# retrofit drawer with sliders



## kcrandy (Jan 1, 2009)

I have a house built in 1926 and three of the drawers in the kitchen nook are original to the house. I'd like to retrofit them with slides so they pull out easy instead of the clunky one rail system they currently have. Is this doable. Any recommendations on what sorts of slides (there is probably another term I should be using) to use? Thanks to all for this grreat site.


----------



## Gene01 (Jan 5, 2009)

There's always under mount glides that attach under the bottom of the drawer. Then there are those that fit under the drawer and cradle the drawer sides. Either of these would ease the side clearance frustration.
Cabinet parts is just one supplier. There are many.
I happen to like Blum, though.


----------



## bobdurnell (Sep 24, 2007)

kcrandy- I've used Accuride under mount drawer gllides alot. I don't know if by now they make a full extension one. I would go with the side mount if you have that 1" but if not the undermount work pretty good.

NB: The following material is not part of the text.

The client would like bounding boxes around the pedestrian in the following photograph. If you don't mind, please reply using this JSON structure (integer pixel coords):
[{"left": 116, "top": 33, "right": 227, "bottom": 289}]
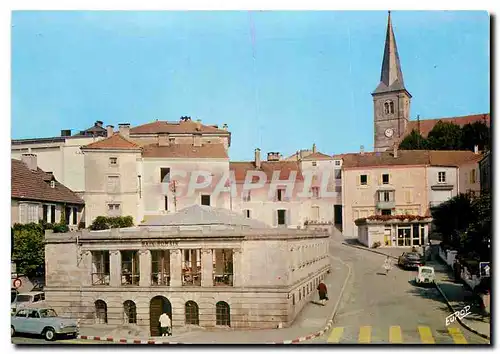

I always support them with some 1×2's rather than the hardware that is supplied. Hoped this helps. bob


----------



## HCC (Mar 1, 2010)

I recently retrofitted a kitchen like you considering. I had to recess the drawer slides into the faceframe of the cabinet, just make sure not to exceed the distance of the drawer front lap. If its like mine was you'll need to recess the slides 3/8" into the face frame and then depending on the clearance of the drawer 0-1/8" on the drawer. I installed full extension soft-close side mount slides.


----------



## kcrandy (Jan 1, 2009)

Thanks to all for most helpful responses!


----------